Naturalmente, o avanço não pode ser atribuído exclusivamente a um único governo. A instalação de grandes empreendimentos industriais costuma ser resultado de decisões empresariais planejadas durante vários anos. Entretanto, seria igualmente equivocado ignorar o ambiente institucional que permitiu essa expansão. Segurança para investimentos, melhoria da infraestrutura rodoviária, disponibilidade energética e políticas de atração de empresas criam as condições para que esses investimentos efetivamente aconteçam.

Os efeitos dessa industrialização vão muito além das fábricas. Cada grande planta industrial movimenta fornecedores, transportadoras, comércio, serviços especializados e arrecadação tributária para os municípios. Os empregos industriais, em regra, apresentam remuneração superior à média de diversos setores da economia, gerando maior circulação de renda e fortalecendo o mercado consumidor regional.

Mas os números também impõem um desafio. Crescer em quantidade de indústrias não significa, automaticamente, alcançar um desenvolvimento equilibrado. O próximo passo será ampliar investimentos em inovação, pesquisa, tecnologia e formação profissional, para que o Paraná não seja apenas um polo de produção, mas também um centro de desenvolvimento tecnológico e de produtos de maior valor agregado.

Outro desafio será distribuir melhor esse crescimento pelo território estadual. Embora a Região Metropolitana de Curitiba continue sendo um importante polo industrial, o fortalecimento de cidades do interior é essencial para reduzir desigualdades regionais e consolidar novos corredores econômicos.

O desempenho recente mostra que o Paraná vive um momento raro na economia brasileira: combina expansão industrial, geração de empregos formais e atração de investimentos privados. Em um país que frequentemente discute desindustrialização, o Estado caminha na direção oposta.

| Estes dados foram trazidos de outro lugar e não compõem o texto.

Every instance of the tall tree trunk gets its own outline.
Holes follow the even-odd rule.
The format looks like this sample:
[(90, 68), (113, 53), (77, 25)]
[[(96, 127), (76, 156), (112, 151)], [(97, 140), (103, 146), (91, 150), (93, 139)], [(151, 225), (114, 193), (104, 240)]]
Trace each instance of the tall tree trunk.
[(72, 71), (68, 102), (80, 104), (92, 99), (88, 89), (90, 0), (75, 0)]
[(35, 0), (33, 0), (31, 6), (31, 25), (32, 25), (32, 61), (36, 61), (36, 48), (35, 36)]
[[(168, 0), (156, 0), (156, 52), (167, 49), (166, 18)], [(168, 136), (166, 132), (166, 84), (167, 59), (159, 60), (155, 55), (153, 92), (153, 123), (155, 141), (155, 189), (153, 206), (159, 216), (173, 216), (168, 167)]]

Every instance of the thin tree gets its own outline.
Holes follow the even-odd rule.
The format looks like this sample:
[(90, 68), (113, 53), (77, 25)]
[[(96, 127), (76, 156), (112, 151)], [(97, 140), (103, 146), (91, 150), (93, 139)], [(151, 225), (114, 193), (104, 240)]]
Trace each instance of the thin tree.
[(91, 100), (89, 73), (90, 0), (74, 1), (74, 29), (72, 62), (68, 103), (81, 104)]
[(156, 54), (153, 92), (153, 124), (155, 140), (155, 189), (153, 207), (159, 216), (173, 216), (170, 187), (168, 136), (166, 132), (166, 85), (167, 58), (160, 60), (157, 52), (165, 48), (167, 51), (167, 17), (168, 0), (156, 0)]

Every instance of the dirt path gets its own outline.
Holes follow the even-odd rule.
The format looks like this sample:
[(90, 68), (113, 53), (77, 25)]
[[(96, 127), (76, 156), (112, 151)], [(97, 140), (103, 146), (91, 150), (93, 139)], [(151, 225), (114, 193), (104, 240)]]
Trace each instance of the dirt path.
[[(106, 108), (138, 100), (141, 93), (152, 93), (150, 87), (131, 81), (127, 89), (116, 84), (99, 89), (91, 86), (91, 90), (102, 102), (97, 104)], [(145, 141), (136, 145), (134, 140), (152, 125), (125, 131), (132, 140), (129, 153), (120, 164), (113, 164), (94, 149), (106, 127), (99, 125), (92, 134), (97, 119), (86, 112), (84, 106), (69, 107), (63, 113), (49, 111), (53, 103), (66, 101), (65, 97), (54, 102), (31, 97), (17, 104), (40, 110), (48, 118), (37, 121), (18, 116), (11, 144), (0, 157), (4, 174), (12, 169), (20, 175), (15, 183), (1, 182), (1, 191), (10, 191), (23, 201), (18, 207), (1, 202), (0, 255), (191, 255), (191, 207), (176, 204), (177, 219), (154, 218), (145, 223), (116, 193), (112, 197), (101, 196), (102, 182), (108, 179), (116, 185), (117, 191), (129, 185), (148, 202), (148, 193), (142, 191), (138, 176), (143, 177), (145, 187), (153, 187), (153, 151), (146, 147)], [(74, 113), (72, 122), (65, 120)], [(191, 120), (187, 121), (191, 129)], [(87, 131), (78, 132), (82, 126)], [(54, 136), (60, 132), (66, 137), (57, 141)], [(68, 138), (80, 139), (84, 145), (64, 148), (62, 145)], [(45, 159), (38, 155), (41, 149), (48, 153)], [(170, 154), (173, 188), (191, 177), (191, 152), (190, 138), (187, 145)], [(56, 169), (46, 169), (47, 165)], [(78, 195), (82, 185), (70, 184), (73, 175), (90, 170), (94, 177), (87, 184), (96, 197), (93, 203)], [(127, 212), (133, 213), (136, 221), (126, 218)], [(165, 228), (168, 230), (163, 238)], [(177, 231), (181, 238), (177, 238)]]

A boa notícia, portanto, não está apenas no ranking. Está na demonstração de que políticas públicas consistentes, ambiente favorável aos negócios e capacidade produtiva podem transformar indicadores econômicos em oportunidades concretas para milhares de trabalhadores. O desafio agora é fazer com que esse crescimento deixe de ser apenas estatística e se traduza, de forma permanente, em aumento de produtividade, inovação e qualidade de vida para os paranaenses.